Rove for Chief

Wednesday, February 23, 2005

Rove for Chief

One of the games we judicial nerds play from time to time is guessing who's on the "short list" for the next Supreme Court vacancy. The reason I call it a game is that the various speculation that you read and hear is usually uninformed, and anyway who knows what the political exigencies will be when the next appointment is made. I remember that after Clinton appointed Ruth Bader Ginsburg, the "smart money" the next time around said that Stephen Breyer was no longer in the running because he had "flunked lunch" (i.e., failed to impress Clinton during their personal meeting) when he had been considered for the vacancy that went to Ginsburg.

Of course, with the Chief Justice gravely ill and not participating in most of the Court's cases this Term, speculation is bound to increase. The latest thing I've seen, for what it's worth, named John Roberts of the D.C. Circuit as a potential nominee, saying his supporters think he combines the "stealth" quality of David Souter with the ideological reliability of Clarence Thomas. I have considerable professional admiration for Roberts, who was an excellent appellate lawyer before Dubya put him on the D.C. Circuit. But I think the Roberts advocates are barking up the wrong tree. Here's who I think Bush should appoint:

Karl Rove.

So he's not a lawyer. Show me where in the Constitution it says that the Chief Justice has to be licensed to practice law. Anyway, Bush clearly values loyalty and ideological purity over competence in his executive appointments, so why not apply the same principle to the Court? Rove is a genius at whipping up the base over hot-button judicial decisions on stuff like abortion and marriage equality, so he'd be a big hit with the Christian conservatives who are demanding tribute from Bush for having turned out in November. And he's savvy and connected enough to rule the "right" way--quietly--on issues that matter to the money side of the GOP.

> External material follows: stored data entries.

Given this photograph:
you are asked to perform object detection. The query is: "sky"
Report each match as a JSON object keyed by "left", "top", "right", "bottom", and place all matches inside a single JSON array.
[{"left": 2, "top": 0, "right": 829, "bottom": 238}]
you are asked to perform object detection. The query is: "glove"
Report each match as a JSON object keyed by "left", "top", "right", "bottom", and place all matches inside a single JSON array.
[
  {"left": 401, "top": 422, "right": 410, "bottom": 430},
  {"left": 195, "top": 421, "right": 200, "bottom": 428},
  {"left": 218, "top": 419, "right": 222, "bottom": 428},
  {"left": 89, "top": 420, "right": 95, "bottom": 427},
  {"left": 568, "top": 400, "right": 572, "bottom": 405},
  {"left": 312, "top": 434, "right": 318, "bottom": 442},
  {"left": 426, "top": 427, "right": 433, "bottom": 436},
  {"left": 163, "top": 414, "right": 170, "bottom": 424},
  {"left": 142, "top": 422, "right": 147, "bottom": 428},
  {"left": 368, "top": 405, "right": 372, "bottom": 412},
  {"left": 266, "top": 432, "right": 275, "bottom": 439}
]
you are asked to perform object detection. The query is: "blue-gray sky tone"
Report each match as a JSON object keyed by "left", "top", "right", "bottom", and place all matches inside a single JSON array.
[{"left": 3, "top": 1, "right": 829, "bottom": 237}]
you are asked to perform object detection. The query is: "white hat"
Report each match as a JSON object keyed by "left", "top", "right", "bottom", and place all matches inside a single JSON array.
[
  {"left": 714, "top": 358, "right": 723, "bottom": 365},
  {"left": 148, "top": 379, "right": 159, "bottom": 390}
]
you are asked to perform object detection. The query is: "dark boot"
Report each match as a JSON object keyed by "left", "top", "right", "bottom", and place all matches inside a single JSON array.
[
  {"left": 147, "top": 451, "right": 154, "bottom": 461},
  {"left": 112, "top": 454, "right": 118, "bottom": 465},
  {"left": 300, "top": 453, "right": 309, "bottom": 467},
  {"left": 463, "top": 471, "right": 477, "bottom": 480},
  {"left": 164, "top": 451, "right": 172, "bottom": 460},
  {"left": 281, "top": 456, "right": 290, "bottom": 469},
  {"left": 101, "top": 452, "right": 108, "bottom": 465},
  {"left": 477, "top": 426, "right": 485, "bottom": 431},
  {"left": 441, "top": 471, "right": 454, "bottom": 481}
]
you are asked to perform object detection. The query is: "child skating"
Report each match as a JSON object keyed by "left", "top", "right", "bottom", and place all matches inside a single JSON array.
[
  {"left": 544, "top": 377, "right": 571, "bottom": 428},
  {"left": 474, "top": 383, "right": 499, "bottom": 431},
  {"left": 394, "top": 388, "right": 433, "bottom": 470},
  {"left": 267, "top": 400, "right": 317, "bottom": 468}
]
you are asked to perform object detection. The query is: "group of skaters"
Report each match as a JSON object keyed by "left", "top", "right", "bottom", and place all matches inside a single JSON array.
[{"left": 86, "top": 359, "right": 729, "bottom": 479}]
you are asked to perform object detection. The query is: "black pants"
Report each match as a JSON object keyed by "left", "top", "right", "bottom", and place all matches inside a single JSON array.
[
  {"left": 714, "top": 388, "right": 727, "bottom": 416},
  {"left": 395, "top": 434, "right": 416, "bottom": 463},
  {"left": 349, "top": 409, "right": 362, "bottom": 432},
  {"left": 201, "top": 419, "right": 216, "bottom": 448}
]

Would the Dems try to stop him? Well, consider the worst-case outcome from Bush's point of view: Rove is filibustered, generating a lot higher-profile chance to paint the Dems as obstructionist than Bush has been getting out of Court of Appeals filibusters; then, after trying for a month or two to get Rove through, Bush withdraws the nomination (more in sorrow than anger, of course) and nominates a genuine right-wing judge in his place; he essentially dares the Dems to filibuster two nominees in a row while an understaffed Supreme Court labors through its docket.

You think I'm kidding about this? Well, maybe. But sometimes I wonder if there's anything these guys won't do.